Resolution: No Longer Reproducible
Affects Version/s: 7.0.2 CE GA3
Component/s: Application Security > LDAP
JDK:Oracle Sun JDK 8
Application Servers:Apache Tomcat 8.0.x
History of my issue can be found here: https://web.liferay.com/en/community/forums/-/message_boards/message/78818698
There were a number of configuration issues around LDAP, but I'll keep this ticket to a single issue with my most workable LDAP configuration.
Liferay 7.0.2 GA3 (Wilberforce / Build 7002 / August 5, 2016)
10.1.17-MariaDB MariaDB Server
CentOS Linux release 7.2.1511
list of configurations (portal-ext.properties, openldap, LDAP configs in liferay).

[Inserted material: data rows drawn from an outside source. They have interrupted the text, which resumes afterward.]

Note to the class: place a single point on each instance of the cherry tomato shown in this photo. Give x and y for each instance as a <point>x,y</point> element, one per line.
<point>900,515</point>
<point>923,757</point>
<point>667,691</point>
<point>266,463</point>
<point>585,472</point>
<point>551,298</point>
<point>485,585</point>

Liferay LDAP troubleshooting.pdf
The issue that I'm seeing is that newly created users do not have a userPassword created in ldap. this should be considered a bug since the UI and email provides the user their initial password. But, that password will not auth as it's not persisted to the ldap. here's a use case:
- creating a new user appears to work
- user object is created in the db and ldap
- ldap does not have a userPassword attribute
- initial password does not allow user to auth
- user can use 'forgot password' feature
- upon submit, error is thrown in log*** and UI; but passwordModifiedDate is updated in db and userPassword attribute is added to ldap
- at this point, it seems that the user's ldap is setup the same as the other, working users, but this user still cannot log in – same error thrown
Note that this error is seen often when using other configurations (e.g., enabling ldap import & export at the same time – note that Liferay 6.2 appears not to allow this config)
Note that I attempted to disable the 'required' flag (assuming it's similar to the JAAS control flag for required vs. sufficient) to see if new users would be able to auth against the password value in the db, but that failed.